Dinaw Mengestu on air

Publié le 23 septembre 2011 par

Assez de tergiversations: « Ce que l’on peut lire dans l’air » est une vraie réussite. Et pas seulement parce que le rêve américain y est écorné avec une savoureuse ironie.

mengestu.jpg Il n’y aurait, à en croire les spécialistes de la chose, rien de plus traître, de plus dangereux, en un mot, de plus casse-gueule qu’un deuxième roman. Au premier, on pardonne ses erreurs. On s’émerveille devant ses maladresses, on loue son charme balbutiant. Mais le suivant, c’est ainsi : on l’attend au tournant.
Prix du meilleur premier roman étranger en 2007 pour Les Belles Choses que porte le ciel, listé une poignée d’années plus tard parmi les vingt auteurs de moins de quarante ans les plus prometteurs par le New Yorker, salué par la critique et le public de ce côté-ci comme de l’autre de l’Atlantique, Dinaw Mengestu, à l’évidence téméraire, revient cette saison avec un deuxième roman, au titre –Ce qu’on peut lire dans l’air– délicieux, bien qu’assez peu fidèle à la VO (How to read the air).

Assez de tergiversations, ce livre, comme le précédent, est une vraie réussite. Et pas seulement parce que le rêve américain y est écorné avec une savoureuse ironie : «  Le premier truc pour devenir américain (…), c’est de te comporter comme si tu savais tout. Les deux mots les plus importants dans la langue anglaise, c’est «  bien sûr  ».  ». Ce qu’on peut lire dans l’air est un mélange heureux et paradoxal de profondeur et de légèreté, où il est question, à des lieues des habituels clichés, de déracinement –familial autant qu’ethnique-, d’exil, de solitude, d’intégration et du redoutable pouvoir de la fiction.

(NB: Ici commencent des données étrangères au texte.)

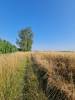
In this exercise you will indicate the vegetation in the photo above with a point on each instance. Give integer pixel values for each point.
(25, 39)
(56, 74)
(7, 47)
(12, 67)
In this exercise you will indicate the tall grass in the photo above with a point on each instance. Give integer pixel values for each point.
(11, 76)
(58, 71)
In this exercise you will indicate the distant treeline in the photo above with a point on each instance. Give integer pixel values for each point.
(7, 47)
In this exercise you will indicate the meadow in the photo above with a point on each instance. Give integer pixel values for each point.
(37, 76)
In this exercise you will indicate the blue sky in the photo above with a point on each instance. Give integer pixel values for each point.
(52, 21)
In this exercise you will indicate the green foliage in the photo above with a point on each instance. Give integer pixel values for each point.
(25, 39)
(7, 47)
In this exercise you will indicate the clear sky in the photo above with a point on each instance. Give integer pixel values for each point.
(52, 21)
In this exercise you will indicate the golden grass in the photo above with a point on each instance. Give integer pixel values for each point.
(11, 75)
(60, 68)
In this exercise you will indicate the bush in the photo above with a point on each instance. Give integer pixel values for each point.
(7, 47)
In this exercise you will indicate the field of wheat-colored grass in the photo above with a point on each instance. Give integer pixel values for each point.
(58, 69)
(23, 75)
(11, 75)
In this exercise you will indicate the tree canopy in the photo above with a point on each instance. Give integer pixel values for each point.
(25, 39)
(6, 47)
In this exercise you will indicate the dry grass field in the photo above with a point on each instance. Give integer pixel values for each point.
(11, 75)
(23, 76)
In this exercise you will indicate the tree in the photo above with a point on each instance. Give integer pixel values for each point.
(7, 47)
(25, 39)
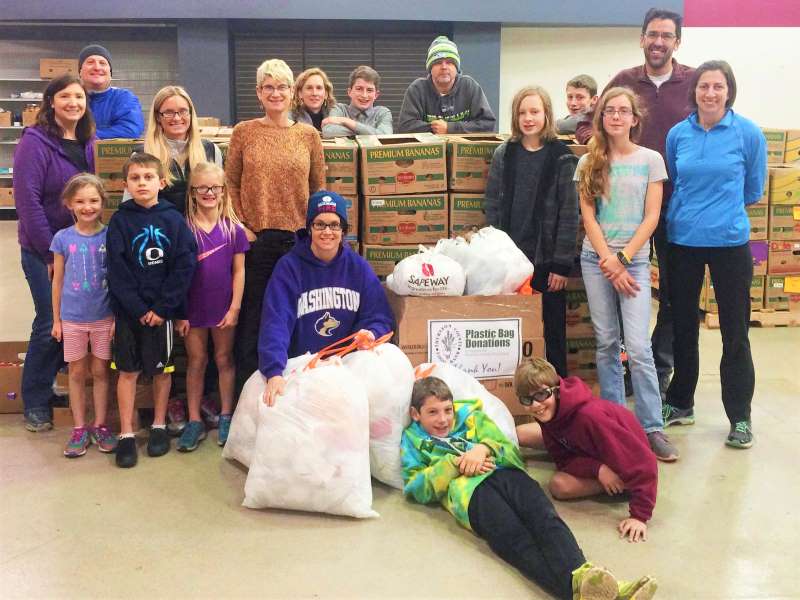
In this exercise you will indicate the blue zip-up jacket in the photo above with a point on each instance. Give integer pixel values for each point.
(152, 254)
(309, 304)
(117, 114)
(715, 174)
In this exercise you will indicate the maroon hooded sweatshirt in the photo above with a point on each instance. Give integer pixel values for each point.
(587, 432)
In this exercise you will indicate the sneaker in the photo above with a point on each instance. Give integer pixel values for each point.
(193, 434)
(38, 422)
(176, 416)
(224, 429)
(158, 444)
(741, 435)
(208, 408)
(662, 447)
(677, 416)
(103, 438)
(126, 453)
(642, 589)
(78, 442)
(593, 583)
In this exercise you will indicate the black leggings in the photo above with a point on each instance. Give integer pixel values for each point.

Mariam, au début des années 1980, quitte l’Ethiopie pour rejoindre Yosef, son mari, qui a rallié les Etats-Unis trois ans plus tôt, alors que la révolution secouait son pays. S’il y eut de l’amour entre ces deux-là, le temps et la distance en aura eu raison… C’est leur histoire, et la sienne dans le même mouvement, que Jonas, leur fils, tente de s’approprier une trentaine d’années plus tard, alors que son propre mariage s’effiloche et que sa vie part à vau-l’eau.
A la mort de son père, Jonas Woldemariam, donc, professeur à mi-temps dans un lycée huppé, s’efforce de reconstituer le voyage de noces de ses parents, effectué à bord d’une vieille Monte Carlo, le long de quelques fleurons de la mémoire américaine, comme s’il était nécessaire, après s’être coupé de ses racines, de s’en fabriquer de nouvelles.
Mais il y a des trous dans l’histoire, le passé ne s’offre pas d’un bloc, et ce que Jonas ignore, il l’invente, le romance et le livre en pâture à ses élèves, prêts à tout entendre… pourvu que ce soit caricatural, outré, bref, exceptionnel, et que le récit de leur professeur, surtout, rencontre leurs propres fantasmes.

On est vite convaincu que ce qui flotte dans l’air et se distille lentement, au fil des chapitres, n’est rien d’autre qu’une forme d’apaisement mélancolique.

L’écriture de Dinaw Mengestu est lumineuse et étrangement douce, pour tempérer les violences du quotidien ou, au contraire, les mettre en exergue, on ne sait trop. Mais l’on est vite convaincu que ce qui flotte dans l’air et se distille lentement, au fil des chapitres, n’est rien d’autre qu’une forme d’apaisement mélancolique.
Si l’on y tient absolument, rattrapés par la mode de l’autofiction (genre qui, rappelons-le au passage, n’en est pas un), on recherchera les passerelles entre Dinaw Mengestu, né en 1978 à Addis Abbeba, débarqué à l’âge de deux ans aux Etats-Unis après avoir fui l’Ethiopie avec ses parents, qui se partage désormais entre la France et l’Amérique, et Jonas, son narrateur ; comme on guettera les traits d’union entre leurs histoires, leurs parcours. Mais ce n’est pas une obligation, ni même recommandé : le propre des excellents deuxièmes romans, c’est qu’ils se suffisent à eux-mêmes.